Хотя в Бога она и не верила: Бог — это «не по науке», стало быть, ретроградство, а верила в Дарвина, который только что потряс умы человечества новым откровением о происхождении человека.
— Ну, ладно, пусть хоть и от обезьяны, — горячился Достоевский, — а душа-то человеческая от кого — тоже от нее же, голубушки?
— Никакой души нет, — спокойно проповедовала Полина своему «богу» евангелие от науки, — а есть рефлексы и физиологические функции и процессы.
— Хороша наука, нечего сказать, — какой же из нее в таком случае нравственный-то символ вытекает, — ну хоть любви, например, как силы, единящей всех людей, близких по духу, в единство, называемое человечеством, или хоть нас даже двоих? «Все мы произошли от обезьяны, поэтому будем любить друг друга» — так, что ли? Только ведь это уже, друг мой, не человечество, а человечина, как говаривал Аполлон Григорьев, получится. А мы с тобой не влюбленные, а... — Она хохотала, бросалась ему на шею, зажимала ему рот руками: она верила в науку, и ему не удастся поколебать ее веру, но с ним ей не хотелось, чтобы рефлексы и функции, с ним верилось ей не по науке, а по любви...
Новое одиночество быстро убивало и эту веру, озлобляло, заставляло искать для него все более утонченные жестокости, видеть в нем чуть не врага. Поняв, что иначе он может потерять ее, Достоевский предложил Полине поехать в Европу — там они будут все время вместе, одни: ни тебе журналов, ни кредиторов, ни разлук-ожиданий. Она приняла предложение с благодарностью и восторгом. Выехать должны были в конце мая или в самом начале июня.
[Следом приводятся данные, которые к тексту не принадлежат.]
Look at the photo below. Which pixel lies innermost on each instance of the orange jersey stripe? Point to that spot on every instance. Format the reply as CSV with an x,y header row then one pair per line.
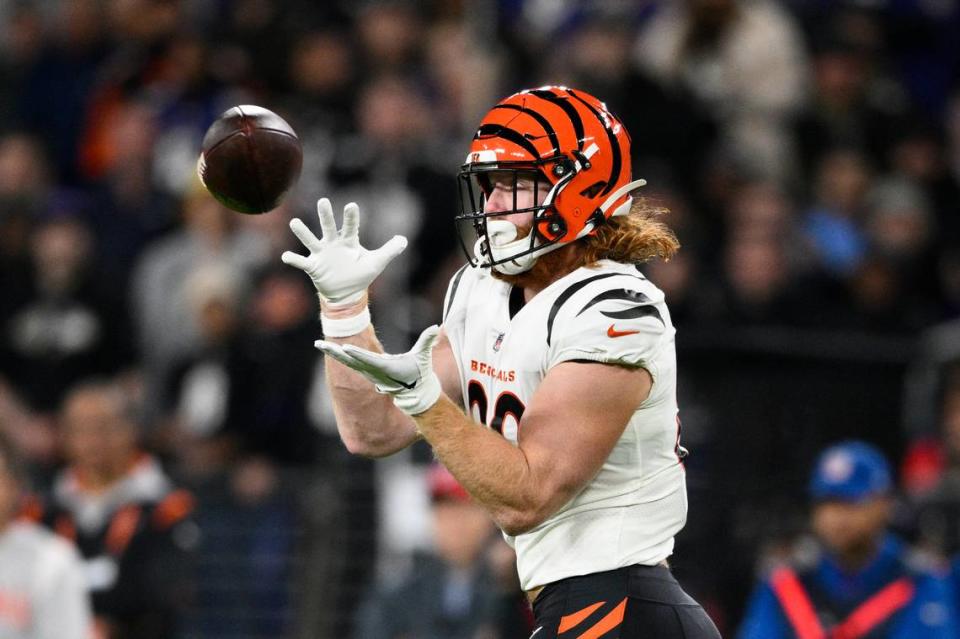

Но хлопоты с журналом, ухудшение состояния жены — врачи настоятельно рекомендуют увезти ее из Петербурга ну хотя бы во Владимир: город тихий, леса вокруг, и, конечно, необходимо, чтобы ей доставляли кумыс — верное средство против чахотки. Достоевский уговорил Полину уехать пока одной, пусть полюбуется Парижем, а он догонит ее скоро. И Суслова согласилась. Он занялся житейскими делами. Увез жену во Владимир, устроил кумыс, нашел надежного человека, чтоб присмотрел за Пашей — только оставь одного, натворит дел, потом не расхлебаешь; бился за журнал — ничто не помогало: старый запретили, а не просто прикрыли на время, новый тоже не хотят позволить. Такая тоска. И чего она злилась? И за Марью Дмитриевну — жене уже давно нет до него никакого дела, а о любви, не то что супружеской, просто человеческой, и говорить не приходится, и за его журнальные и денежные хлопоты — знает ведь: нет у него ни миллиона, ни ожидаемого наследства, а только руки, да мозг, да сердце, да какой-никакой писательский дар, и хочется еще, чтоб его услышали и поняли, а он пишет то ответы «Русскому вестнику», то приветы «Современнику», потому что... Э-э-э, да что говорить — конца этому не видно; закрутило, не вырвешься. Вот уж и август, а она с июня ждет там и мучается. Ехать!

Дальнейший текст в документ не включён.